The goal is to find all combinations that cover items 1,2,3,4. Valid solutions are:

{a},{a,b},{a,c},{a,e},{a,f},{a,b,c},{a,b,e},{a,b,f},{a,b,c,e},{a,b,c,f}
{b},{b,c},{b,e},{b,f},{b,c,e},{b,c,f}

Note that the order is not important, so {a,b} = {b,a} ({a,b} x {c,d} = {c,d} x {a,b}). Also, note that {a,a,a,a}, {a,a,a,b}... are redundant combinations.

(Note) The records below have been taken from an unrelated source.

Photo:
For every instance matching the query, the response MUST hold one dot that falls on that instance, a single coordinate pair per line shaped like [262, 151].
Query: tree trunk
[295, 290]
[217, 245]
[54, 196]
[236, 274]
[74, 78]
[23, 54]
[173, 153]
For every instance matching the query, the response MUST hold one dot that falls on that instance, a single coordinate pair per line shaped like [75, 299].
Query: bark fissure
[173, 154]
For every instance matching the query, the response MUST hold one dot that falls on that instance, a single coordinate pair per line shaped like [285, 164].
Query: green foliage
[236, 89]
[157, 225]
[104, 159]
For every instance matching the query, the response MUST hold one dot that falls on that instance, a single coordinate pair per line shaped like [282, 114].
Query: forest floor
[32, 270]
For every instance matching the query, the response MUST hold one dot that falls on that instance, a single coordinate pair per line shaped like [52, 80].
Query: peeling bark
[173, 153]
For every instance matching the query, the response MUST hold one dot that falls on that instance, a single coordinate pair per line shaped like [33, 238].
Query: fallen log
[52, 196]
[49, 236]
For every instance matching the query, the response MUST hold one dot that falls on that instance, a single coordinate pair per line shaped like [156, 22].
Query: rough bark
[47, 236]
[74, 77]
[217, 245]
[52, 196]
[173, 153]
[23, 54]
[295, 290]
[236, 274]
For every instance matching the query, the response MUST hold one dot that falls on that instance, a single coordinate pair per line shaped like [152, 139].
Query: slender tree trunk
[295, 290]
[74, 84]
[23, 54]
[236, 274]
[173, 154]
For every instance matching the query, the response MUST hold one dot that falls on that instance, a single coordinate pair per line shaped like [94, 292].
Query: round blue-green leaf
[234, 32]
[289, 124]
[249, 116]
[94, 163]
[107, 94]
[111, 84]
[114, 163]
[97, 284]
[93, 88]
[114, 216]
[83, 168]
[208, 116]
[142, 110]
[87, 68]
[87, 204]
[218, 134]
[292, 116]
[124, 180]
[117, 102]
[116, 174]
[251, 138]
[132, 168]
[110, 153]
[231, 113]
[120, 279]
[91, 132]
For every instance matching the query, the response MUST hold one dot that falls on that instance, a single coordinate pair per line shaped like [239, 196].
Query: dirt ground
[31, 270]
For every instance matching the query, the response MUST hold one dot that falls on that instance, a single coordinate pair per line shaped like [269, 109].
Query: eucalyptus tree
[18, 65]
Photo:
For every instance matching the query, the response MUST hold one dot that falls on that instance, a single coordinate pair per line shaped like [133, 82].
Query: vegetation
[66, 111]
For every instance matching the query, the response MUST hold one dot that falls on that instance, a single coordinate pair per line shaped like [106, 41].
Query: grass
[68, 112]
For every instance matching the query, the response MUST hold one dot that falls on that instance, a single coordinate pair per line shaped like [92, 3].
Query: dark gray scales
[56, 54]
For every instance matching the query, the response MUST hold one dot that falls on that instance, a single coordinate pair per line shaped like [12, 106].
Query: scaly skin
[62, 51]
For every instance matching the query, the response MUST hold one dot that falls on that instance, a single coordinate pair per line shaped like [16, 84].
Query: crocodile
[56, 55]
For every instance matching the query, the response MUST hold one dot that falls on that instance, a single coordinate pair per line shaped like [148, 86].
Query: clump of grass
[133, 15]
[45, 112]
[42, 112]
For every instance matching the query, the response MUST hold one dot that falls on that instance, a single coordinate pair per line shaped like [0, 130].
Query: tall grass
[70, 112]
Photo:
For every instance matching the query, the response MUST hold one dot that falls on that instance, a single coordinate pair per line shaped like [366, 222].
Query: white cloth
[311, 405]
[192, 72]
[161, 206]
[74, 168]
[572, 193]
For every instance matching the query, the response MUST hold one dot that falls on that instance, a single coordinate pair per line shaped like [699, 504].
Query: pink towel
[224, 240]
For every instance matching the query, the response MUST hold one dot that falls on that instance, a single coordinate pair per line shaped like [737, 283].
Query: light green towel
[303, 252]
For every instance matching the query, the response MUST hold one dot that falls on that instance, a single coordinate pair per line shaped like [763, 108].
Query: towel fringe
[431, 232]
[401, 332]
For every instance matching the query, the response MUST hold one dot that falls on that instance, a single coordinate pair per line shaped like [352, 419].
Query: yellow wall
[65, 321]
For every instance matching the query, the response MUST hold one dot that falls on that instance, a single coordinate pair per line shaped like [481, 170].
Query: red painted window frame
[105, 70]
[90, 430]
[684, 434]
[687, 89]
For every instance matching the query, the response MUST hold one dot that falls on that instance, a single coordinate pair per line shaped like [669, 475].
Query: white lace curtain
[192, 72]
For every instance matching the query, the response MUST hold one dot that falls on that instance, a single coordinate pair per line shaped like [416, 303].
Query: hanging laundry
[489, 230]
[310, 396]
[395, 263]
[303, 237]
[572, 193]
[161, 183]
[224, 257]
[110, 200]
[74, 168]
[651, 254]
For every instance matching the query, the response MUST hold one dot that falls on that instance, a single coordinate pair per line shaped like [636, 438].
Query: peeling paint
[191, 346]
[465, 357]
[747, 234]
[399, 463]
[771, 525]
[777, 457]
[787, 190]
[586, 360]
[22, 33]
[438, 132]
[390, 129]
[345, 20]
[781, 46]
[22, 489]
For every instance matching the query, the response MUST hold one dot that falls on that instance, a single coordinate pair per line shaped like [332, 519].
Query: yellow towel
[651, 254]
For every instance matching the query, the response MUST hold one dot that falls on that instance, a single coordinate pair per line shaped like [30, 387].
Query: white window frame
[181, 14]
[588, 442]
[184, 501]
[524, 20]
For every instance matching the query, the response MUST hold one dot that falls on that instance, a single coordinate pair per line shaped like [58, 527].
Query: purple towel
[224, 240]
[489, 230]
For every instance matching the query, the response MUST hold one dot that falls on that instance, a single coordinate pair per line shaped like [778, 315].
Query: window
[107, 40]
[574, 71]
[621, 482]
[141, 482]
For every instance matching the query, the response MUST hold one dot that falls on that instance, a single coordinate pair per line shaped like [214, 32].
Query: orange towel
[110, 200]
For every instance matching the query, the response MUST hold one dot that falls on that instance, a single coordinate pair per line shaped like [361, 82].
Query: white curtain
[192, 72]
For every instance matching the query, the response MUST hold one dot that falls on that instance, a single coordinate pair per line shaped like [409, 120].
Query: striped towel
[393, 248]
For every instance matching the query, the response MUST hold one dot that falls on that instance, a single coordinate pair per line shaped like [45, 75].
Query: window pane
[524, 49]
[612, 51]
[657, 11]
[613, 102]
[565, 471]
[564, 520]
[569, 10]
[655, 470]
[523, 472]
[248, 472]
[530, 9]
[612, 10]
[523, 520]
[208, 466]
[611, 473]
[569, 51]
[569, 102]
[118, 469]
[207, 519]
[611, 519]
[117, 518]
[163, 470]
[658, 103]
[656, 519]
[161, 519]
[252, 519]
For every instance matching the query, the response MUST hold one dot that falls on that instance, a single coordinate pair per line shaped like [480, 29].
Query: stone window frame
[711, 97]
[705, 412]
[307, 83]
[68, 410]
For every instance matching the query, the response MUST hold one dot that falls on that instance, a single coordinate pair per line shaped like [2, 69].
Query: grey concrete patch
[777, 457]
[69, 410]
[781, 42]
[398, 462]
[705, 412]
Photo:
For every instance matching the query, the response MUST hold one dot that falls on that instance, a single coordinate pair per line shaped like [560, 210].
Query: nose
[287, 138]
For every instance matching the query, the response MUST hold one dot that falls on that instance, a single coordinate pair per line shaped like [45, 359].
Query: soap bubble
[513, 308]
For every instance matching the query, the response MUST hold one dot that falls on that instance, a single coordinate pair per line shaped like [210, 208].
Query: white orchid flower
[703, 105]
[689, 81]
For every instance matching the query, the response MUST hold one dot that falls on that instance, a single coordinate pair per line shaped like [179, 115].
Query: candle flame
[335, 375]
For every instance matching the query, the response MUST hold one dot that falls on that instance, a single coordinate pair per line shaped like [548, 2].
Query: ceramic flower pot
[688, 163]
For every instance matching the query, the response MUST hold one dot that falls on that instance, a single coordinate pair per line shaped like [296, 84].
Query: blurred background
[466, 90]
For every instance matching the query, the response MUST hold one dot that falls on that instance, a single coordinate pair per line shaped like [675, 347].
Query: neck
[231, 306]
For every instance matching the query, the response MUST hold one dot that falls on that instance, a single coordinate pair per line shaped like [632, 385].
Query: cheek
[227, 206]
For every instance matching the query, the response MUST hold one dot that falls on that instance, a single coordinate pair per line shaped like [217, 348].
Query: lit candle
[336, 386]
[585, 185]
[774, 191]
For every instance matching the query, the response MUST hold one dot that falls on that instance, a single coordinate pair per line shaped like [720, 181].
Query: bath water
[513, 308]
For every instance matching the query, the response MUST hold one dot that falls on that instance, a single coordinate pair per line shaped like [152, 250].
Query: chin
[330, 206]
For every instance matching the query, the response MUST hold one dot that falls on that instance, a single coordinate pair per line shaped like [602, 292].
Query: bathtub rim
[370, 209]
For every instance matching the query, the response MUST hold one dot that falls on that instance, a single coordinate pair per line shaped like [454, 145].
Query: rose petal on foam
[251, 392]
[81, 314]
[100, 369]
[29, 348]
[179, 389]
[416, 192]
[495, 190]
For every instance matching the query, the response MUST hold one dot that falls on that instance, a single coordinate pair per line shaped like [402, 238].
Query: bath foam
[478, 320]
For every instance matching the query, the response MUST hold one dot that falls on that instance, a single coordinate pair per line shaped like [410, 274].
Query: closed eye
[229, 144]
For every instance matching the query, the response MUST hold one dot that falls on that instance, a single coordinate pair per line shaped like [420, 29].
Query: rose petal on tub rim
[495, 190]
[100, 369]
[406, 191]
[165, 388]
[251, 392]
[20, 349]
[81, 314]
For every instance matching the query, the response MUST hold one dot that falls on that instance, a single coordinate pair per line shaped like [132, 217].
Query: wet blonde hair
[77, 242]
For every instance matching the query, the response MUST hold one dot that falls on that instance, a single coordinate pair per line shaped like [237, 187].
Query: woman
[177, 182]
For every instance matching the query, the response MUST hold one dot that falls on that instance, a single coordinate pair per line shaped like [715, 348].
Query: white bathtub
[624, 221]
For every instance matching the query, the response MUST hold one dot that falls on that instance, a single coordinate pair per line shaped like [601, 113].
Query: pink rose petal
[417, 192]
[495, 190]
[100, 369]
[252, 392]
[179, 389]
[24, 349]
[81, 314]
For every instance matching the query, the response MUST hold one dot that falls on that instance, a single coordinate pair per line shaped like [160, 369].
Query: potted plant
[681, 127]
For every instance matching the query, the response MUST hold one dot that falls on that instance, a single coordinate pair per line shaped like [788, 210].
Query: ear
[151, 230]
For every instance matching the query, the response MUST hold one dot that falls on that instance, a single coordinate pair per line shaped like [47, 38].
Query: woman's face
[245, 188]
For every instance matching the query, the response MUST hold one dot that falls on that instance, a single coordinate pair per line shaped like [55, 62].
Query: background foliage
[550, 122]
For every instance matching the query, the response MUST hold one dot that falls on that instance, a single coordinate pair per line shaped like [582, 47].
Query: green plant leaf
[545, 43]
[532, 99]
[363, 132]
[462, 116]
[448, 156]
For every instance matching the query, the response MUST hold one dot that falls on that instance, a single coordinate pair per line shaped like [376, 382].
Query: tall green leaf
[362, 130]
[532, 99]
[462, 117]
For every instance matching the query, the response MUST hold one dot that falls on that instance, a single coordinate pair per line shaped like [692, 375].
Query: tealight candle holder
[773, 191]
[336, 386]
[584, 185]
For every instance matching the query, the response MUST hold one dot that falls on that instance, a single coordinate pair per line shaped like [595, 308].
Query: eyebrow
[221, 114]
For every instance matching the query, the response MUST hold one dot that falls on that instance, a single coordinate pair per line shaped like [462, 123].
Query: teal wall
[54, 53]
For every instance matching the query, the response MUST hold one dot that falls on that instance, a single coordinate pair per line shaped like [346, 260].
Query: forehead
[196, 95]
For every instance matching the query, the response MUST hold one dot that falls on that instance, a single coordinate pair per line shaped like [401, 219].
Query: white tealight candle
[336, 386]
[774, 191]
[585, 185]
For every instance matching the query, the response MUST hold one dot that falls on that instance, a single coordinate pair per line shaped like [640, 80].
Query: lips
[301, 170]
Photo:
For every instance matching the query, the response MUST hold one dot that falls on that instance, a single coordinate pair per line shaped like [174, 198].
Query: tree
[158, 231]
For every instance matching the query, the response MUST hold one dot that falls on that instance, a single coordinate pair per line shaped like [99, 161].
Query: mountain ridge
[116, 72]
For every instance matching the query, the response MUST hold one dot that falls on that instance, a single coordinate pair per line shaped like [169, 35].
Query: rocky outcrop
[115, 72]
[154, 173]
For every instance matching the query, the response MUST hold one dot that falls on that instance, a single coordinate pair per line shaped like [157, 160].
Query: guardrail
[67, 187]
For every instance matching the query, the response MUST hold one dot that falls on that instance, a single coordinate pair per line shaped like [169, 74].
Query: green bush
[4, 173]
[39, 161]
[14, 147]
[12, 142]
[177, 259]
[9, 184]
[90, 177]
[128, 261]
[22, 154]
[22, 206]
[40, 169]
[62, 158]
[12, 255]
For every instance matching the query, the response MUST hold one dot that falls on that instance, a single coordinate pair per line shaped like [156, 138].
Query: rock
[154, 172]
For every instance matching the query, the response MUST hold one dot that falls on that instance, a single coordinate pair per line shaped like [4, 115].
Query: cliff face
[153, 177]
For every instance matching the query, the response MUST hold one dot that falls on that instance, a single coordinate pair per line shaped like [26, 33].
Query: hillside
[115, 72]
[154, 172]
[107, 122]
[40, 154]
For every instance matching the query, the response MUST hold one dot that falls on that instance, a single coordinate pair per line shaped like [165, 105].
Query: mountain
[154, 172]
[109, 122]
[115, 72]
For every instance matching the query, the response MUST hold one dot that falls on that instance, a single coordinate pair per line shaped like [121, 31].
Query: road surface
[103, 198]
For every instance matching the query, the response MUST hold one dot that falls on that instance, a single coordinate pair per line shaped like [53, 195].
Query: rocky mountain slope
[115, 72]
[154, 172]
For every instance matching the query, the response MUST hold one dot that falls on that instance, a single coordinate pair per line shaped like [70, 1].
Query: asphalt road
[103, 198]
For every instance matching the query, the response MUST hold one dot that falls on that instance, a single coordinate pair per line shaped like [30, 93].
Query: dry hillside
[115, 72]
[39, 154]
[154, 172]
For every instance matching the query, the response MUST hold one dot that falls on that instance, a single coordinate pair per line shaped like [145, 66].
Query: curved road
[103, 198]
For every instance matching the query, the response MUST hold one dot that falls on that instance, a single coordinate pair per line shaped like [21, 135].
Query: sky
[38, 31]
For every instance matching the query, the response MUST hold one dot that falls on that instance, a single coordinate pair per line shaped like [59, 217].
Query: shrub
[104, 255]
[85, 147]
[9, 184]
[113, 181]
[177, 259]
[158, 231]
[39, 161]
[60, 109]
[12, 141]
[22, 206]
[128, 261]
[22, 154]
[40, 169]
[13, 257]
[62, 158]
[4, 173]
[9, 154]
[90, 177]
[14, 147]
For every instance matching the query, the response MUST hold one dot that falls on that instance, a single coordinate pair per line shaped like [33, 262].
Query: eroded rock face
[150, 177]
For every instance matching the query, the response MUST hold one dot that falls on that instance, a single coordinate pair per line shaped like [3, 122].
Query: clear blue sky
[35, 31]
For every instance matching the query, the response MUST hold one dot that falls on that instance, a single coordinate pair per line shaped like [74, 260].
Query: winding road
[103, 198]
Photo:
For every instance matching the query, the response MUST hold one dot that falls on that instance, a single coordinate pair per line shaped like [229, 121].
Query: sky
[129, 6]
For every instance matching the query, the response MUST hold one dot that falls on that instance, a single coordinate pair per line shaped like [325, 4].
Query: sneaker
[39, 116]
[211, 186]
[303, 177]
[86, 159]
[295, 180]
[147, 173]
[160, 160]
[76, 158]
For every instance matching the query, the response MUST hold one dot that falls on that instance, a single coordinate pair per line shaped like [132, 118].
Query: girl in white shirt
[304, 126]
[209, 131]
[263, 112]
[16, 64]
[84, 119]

As you can see, this problem is similar to the set cover problem, where the universe of elements for this example are the items U={1,2,3,4} and the set of subsets from U is S={ab={1,2,3,4},c={3},ef{4}}, where set {1,2,3,4} is the set of items covered by the element a and b, {3} is the set of elements covered by c, and {4} is the set of elements covered by elements e and f. However, the goal here is not finding the minimal combination of sets from S that covers all elements from U, but finding all combinations of elements {a,b,c,e,f} that cover all items {1,2,3,4}.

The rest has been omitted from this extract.